Did I mention that Koos Inc. featured no running water? Most guys simply stepped to the nearest open dock door to relieve themselves. Otherwise, if you wanted to use an actual restroom you had to maneuver through the entire plant, walk down a long flight of stairs and go across the yard to the “Jap Shack”.

The “Jap Shack” was nothing more than an old storage shed with a few beat-up lockers, a couple of picnic tables, a number of rats and a toilet with a sink. This venerable structure received its colorful name because it allegedly held Japanese war prisoners during World War II.

Don’t ask me, I just worked there.

And so did a multitude of fascinating characters. People like Virgil Tucker, Dead Man, Bone Head, Stretch Babic, Munk Ekern, Tyrone Walker and Ziggy Gutowski. Each one possessed unique characteristics. They obviously had to, with monikers like those. They all left a lasting impression on yours truly.

But none like the legendary Arno Schubert. I could easily write a story about Arno each day for a month. This ornery “old” German was well known in every drinking establishment between here and Paddock Lake. I say old because he was about 36 and I was only eighteen years old at the time.

The only problem about sharing stories about Arno is that it would take so long to clean up the language. With Arno, cursing was an art form. He made Dice Clay, Earl Weaver and other high-profile foul mouths look like choirboys. Let me give you an example.

Because of his propensity for filthy phraseology, he was often asked to “watch his mouth”. One classic moment is when a burnout named Lanny challenged Arno that he couldn’t go the whole day without cursing. Arno’s response? Cover your ears mother.

“F*ck you, you stupid motherf*ckin’ c*cks*cker.”

That was one of the things that I learned on my first Labor Day. How not to talk! Koos Inc. made me realize why Emil and Milly Vagnoni had been drilling that stuff into my head throughout my childhood. Now I was experiencing why in my first real-life job.

On that first Labor Day, I honestly considered making a run for it during first break. I often wonder how my life would have been different if I had. Do I regret not quitting Koos Inc. on my first Labor Day?
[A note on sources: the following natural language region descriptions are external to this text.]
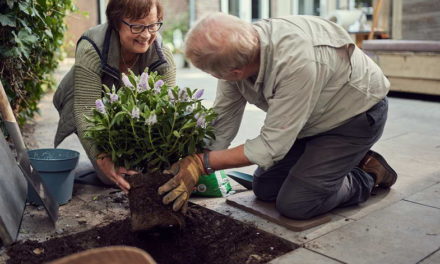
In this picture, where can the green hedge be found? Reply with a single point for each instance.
(31, 35)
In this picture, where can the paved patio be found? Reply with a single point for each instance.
(401, 225)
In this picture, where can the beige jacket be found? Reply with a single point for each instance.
(312, 78)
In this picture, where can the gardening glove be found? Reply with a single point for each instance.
(186, 173)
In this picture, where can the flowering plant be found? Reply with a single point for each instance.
(147, 125)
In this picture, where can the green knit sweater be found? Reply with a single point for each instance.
(88, 87)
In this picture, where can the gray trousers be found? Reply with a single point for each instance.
(320, 173)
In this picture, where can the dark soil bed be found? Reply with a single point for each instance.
(208, 237)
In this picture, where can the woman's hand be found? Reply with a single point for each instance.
(116, 175)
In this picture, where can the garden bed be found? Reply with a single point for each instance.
(208, 237)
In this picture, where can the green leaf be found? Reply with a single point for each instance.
(10, 3)
(7, 20)
(175, 133)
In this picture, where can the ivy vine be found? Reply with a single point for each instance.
(31, 36)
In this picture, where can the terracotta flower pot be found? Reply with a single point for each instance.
(146, 208)
(108, 255)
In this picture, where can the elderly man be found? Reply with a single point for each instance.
(325, 102)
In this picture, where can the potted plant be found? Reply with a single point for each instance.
(147, 126)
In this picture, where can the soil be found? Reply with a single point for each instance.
(146, 208)
(208, 237)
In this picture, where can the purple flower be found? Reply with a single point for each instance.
(126, 81)
(158, 84)
(183, 96)
(171, 95)
(201, 121)
(100, 106)
(189, 109)
(113, 97)
(151, 120)
(143, 83)
(198, 94)
(135, 113)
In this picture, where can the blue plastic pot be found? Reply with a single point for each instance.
(55, 166)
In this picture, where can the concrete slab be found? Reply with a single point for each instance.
(402, 233)
(432, 259)
(301, 256)
(248, 202)
(299, 238)
(429, 197)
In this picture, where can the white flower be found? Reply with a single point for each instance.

Probably, because I ended up working there for over sixteen years. Things would have definitely been different. Maybe better, perhaps not. Who knows? One thing that I am sure of, staying at Koos Inc. on my first Labor Day has provided me with a mountain of material for future columns. Until next time…from the booth.


Sue said...

Hope you had a good Labor Day 2011 and I am sure koos Inc just made you ready for the 'real' world. Who knows if you had not gone to Koos and met the 'colourful' Arno you might never have written.

Paul E. Vagnoni said...

Thank you, Sue. I don't know how much Koos prepared me for the "real" world, bit Arno certainly was "colorful"! Have a wonderful day!